Sendo historiador de renome mundial, nosso cronista está sempre viajando. Nunca esquecerei o susto que tomei no 11 de setembro, quando pensava que o Prof. Sebe podia estar sob os escombros do WTC!
Hoje ele nos fala um pouco sobre a diferença entre viajante e turista e revela em qual das categorias se encaixa.
TURISTAS E VIAJANTES...
Hoje ele nos fala um pouco sobre a diferença entre viajante e turista e revela em qual das categorias se encaixa.
TURISTAS E VIAJANTES...
José
Carlos Sebe Bom Meihy
Constantemente ouço reclamações do tipo “professor, onde
o senhor está? ” Vezes há em que mesmo meus filhos se perdem em buscas e
reclamam por não conseguirem minha localização.

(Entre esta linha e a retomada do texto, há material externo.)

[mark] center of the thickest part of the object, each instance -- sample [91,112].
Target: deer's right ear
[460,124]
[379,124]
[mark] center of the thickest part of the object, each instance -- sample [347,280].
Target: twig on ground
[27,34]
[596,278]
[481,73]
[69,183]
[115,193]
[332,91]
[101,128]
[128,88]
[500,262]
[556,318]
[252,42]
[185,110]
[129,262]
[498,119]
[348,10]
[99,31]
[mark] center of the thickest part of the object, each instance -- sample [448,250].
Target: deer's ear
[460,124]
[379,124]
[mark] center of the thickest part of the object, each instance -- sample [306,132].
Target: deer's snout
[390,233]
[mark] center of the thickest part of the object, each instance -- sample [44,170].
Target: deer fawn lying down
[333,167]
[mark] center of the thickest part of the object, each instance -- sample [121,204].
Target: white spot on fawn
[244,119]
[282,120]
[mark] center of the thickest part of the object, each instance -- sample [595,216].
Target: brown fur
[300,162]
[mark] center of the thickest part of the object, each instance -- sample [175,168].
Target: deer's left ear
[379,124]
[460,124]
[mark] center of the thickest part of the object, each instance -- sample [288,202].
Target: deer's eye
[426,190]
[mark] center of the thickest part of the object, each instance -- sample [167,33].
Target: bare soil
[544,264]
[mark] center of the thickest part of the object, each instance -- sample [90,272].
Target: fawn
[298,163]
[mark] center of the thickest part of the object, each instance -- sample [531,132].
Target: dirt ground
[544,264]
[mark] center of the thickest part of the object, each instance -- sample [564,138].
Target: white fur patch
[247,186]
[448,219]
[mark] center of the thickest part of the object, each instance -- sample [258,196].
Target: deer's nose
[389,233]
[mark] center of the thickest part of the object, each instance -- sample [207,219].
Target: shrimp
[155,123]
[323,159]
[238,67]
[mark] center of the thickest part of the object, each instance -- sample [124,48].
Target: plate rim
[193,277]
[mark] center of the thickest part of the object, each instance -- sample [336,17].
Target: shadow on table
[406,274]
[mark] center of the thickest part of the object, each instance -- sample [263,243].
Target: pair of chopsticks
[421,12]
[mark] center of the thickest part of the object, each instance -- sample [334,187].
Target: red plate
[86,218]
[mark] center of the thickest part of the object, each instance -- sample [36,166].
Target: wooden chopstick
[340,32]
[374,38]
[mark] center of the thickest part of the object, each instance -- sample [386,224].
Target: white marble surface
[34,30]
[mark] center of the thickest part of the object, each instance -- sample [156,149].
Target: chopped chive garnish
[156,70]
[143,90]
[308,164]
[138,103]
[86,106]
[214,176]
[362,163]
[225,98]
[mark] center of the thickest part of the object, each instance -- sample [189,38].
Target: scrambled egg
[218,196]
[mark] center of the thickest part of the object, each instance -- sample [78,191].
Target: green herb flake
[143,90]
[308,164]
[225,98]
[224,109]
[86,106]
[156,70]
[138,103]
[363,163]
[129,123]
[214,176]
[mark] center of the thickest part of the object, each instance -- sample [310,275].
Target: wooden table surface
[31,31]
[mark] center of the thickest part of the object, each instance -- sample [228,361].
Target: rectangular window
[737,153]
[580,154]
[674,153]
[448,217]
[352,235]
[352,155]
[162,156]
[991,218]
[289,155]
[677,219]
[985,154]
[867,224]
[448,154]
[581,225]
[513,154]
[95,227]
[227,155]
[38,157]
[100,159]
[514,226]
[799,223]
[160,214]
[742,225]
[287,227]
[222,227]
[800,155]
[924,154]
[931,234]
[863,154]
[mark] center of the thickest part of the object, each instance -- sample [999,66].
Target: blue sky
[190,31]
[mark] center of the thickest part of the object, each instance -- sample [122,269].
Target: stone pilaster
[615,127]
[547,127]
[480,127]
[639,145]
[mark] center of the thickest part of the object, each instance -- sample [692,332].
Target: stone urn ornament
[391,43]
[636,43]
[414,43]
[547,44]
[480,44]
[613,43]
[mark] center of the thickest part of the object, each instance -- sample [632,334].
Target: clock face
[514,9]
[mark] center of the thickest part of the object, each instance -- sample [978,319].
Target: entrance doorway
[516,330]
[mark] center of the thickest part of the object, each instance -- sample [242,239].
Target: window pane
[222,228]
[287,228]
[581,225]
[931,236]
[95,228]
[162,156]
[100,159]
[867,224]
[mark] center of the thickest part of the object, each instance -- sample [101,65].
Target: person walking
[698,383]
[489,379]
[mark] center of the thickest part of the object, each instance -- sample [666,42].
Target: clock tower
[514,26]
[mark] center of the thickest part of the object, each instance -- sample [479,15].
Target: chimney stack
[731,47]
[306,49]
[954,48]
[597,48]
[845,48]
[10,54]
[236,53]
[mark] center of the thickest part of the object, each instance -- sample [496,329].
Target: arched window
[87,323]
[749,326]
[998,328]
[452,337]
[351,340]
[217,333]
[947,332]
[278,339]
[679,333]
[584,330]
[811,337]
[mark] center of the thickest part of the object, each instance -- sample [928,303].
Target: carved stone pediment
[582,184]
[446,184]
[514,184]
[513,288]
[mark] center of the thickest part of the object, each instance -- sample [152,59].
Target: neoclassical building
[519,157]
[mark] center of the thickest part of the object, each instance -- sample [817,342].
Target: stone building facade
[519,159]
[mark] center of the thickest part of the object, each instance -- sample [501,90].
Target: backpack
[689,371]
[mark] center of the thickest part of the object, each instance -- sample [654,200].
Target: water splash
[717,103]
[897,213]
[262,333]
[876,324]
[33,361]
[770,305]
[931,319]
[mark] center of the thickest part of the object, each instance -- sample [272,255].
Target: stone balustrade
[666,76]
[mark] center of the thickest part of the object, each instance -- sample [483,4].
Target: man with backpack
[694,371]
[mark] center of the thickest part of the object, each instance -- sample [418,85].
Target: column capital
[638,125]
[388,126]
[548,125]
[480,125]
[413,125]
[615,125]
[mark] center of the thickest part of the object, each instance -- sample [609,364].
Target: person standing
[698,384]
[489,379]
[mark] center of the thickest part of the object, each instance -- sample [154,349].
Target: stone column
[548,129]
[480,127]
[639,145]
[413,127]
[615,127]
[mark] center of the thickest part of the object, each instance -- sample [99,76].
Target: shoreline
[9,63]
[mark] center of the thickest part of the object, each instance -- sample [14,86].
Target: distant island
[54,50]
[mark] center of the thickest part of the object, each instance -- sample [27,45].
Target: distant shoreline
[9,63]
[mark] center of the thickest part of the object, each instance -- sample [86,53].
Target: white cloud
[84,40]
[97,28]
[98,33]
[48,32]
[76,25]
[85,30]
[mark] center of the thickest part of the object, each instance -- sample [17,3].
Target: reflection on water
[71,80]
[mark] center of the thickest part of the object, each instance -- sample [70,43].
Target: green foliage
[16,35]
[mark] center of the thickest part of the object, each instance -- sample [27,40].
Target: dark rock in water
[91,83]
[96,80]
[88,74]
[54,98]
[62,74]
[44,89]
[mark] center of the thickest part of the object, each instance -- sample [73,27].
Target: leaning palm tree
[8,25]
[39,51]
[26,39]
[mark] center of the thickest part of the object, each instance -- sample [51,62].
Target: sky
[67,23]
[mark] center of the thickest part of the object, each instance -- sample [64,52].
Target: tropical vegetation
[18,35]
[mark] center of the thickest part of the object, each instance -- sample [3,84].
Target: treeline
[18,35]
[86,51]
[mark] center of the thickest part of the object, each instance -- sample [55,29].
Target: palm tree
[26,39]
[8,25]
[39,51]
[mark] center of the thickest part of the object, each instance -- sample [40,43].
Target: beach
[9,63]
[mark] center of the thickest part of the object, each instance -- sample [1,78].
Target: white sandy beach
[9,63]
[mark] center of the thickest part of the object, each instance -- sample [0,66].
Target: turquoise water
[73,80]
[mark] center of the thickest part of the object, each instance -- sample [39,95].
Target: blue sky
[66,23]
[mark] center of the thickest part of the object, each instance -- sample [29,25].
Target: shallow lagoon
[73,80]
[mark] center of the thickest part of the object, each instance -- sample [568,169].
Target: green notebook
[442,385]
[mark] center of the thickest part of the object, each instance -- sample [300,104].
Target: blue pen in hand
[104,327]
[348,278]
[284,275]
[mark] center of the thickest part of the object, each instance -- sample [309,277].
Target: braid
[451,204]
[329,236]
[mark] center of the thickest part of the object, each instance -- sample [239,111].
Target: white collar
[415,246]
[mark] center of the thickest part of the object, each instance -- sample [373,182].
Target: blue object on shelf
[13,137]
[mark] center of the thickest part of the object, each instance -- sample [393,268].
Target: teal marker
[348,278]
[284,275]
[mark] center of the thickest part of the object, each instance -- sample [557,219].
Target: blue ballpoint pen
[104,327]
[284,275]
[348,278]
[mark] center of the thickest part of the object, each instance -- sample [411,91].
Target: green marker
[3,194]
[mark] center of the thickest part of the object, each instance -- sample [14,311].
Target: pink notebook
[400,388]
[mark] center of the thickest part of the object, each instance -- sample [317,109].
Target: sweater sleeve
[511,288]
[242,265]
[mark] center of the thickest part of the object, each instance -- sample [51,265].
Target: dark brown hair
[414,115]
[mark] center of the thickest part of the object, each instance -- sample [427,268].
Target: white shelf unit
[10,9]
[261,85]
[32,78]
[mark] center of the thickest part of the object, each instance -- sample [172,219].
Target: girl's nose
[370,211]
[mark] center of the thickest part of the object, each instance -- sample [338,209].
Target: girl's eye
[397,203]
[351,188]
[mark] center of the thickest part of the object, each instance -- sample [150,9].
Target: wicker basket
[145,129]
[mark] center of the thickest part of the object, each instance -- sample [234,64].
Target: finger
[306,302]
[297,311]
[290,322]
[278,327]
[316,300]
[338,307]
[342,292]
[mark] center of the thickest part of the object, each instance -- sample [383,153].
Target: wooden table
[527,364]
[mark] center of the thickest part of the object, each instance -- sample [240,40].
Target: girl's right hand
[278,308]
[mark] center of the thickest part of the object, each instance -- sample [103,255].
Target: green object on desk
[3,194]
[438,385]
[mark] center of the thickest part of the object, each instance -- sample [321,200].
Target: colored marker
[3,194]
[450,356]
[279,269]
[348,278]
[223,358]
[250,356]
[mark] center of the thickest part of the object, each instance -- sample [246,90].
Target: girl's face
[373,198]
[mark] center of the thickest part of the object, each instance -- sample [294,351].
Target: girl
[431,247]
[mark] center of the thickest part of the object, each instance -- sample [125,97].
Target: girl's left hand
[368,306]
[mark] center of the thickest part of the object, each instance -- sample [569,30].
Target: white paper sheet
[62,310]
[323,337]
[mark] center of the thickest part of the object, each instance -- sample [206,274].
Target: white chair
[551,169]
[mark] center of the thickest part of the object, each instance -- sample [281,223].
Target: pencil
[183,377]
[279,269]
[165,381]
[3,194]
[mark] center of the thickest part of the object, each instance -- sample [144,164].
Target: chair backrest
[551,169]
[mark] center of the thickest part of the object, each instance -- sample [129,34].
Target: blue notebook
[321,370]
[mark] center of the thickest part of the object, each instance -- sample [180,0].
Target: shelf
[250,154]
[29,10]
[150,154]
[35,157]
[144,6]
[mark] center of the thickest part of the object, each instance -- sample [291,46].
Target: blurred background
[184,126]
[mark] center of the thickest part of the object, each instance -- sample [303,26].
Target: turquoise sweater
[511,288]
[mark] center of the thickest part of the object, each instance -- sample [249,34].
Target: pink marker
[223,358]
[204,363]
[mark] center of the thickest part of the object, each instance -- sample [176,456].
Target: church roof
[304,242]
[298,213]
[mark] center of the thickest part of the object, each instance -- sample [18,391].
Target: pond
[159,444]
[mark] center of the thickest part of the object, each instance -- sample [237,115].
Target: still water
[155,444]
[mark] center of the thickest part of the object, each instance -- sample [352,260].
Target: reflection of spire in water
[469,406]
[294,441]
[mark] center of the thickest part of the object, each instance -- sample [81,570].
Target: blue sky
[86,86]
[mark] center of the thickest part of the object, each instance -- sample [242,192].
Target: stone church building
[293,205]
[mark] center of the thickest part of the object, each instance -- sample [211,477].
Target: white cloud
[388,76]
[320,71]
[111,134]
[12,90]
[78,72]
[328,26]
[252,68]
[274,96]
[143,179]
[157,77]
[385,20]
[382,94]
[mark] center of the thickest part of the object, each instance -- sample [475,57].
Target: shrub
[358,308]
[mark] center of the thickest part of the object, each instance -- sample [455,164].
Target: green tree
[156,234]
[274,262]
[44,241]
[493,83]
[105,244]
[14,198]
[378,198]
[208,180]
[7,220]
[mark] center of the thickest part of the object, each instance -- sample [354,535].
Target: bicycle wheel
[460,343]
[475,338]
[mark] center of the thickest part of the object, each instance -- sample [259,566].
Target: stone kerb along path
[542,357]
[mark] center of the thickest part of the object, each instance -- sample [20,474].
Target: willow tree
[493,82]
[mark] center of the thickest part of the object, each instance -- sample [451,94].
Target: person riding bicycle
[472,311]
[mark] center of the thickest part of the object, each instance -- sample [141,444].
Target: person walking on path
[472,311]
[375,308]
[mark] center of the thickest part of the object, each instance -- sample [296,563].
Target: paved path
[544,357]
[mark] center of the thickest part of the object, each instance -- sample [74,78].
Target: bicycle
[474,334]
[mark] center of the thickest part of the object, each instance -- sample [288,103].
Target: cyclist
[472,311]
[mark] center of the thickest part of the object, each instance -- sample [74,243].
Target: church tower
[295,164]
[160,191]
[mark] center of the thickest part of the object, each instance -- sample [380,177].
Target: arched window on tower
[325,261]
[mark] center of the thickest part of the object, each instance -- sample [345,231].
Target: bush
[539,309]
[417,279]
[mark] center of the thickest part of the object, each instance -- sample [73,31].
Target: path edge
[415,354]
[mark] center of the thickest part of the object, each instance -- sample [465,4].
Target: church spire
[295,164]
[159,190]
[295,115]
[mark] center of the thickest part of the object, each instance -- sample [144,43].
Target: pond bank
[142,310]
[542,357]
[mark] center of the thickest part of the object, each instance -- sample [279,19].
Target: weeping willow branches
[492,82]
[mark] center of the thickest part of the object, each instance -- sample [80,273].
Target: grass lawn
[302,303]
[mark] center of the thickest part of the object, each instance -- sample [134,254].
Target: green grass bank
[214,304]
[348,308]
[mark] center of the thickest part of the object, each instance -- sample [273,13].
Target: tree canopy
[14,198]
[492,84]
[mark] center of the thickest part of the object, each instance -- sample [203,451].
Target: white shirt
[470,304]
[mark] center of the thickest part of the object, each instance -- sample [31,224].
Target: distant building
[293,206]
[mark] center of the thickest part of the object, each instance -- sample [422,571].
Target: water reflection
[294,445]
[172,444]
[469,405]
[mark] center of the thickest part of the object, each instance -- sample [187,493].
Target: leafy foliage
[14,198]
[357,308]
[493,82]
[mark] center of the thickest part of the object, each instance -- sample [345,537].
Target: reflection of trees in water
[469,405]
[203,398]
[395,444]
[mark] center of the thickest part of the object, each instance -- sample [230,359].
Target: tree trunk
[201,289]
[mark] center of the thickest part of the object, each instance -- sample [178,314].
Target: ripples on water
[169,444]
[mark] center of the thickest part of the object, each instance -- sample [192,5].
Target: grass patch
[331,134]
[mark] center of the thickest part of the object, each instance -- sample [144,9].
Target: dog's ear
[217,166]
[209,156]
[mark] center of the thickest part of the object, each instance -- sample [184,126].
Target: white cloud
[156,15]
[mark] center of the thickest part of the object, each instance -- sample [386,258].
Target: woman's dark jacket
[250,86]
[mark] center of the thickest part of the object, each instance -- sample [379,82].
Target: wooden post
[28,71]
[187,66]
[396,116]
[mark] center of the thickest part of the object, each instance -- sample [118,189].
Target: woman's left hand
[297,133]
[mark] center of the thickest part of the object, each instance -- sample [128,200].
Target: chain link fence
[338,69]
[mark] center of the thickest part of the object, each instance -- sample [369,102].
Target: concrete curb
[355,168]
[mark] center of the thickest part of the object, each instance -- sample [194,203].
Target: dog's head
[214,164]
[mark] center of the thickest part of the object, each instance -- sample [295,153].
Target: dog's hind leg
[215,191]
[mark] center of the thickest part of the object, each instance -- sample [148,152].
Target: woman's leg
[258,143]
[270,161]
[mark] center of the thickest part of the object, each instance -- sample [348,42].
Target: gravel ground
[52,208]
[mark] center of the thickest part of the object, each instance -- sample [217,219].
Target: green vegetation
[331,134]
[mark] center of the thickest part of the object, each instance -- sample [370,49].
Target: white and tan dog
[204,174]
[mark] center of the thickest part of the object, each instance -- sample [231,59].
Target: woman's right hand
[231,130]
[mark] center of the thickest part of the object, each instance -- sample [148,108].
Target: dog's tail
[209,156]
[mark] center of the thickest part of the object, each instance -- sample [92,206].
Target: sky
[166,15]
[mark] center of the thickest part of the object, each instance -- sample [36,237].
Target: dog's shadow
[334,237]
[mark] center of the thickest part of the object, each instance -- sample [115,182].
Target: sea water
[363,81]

O pior, porém, é que isso tem
se complicado pelo tipo de tratamento que dispenso a celulares e outros
aparelhos “localizadores”. Brincando, costumo replicar que não apenas sou filho
de imigrante, de alguém que atravessou mares para chegar ao Brasil, como também
lembro que meu pai foi mascate, andarilho, tipo “pé na estrada”. Viajar tem
sido minha vida e garanto tal pressuposto baseado na frase de Fernando Pessoa
que afiançava “para viajar basta existir”. Aliás, foi o próprio Pessoa que abonou
que “navegar é preciso, viver não é preciso”. Apelando para a poesia ou mesmo
para o doloroso périplo dos velhos deslocamentos parentais, creio que no fundo,
procuro dar certa dignidade ao fato de estar sempre em trânsito, e assim
invento uma mitologia caminhante que, afinal, dignifica a agitação sempre
latente. A par da imagem poética ou trágica, contudo, existem também aqueles
impertinentes – chatos mesmo – que de forma maldosa deixam entrever que há algo
de errado, que o viajante foge de alguma coisa, talvez de si mesmo. Seria
cômodo dizer que em qualquer dessas observações residem resquícios de verdades.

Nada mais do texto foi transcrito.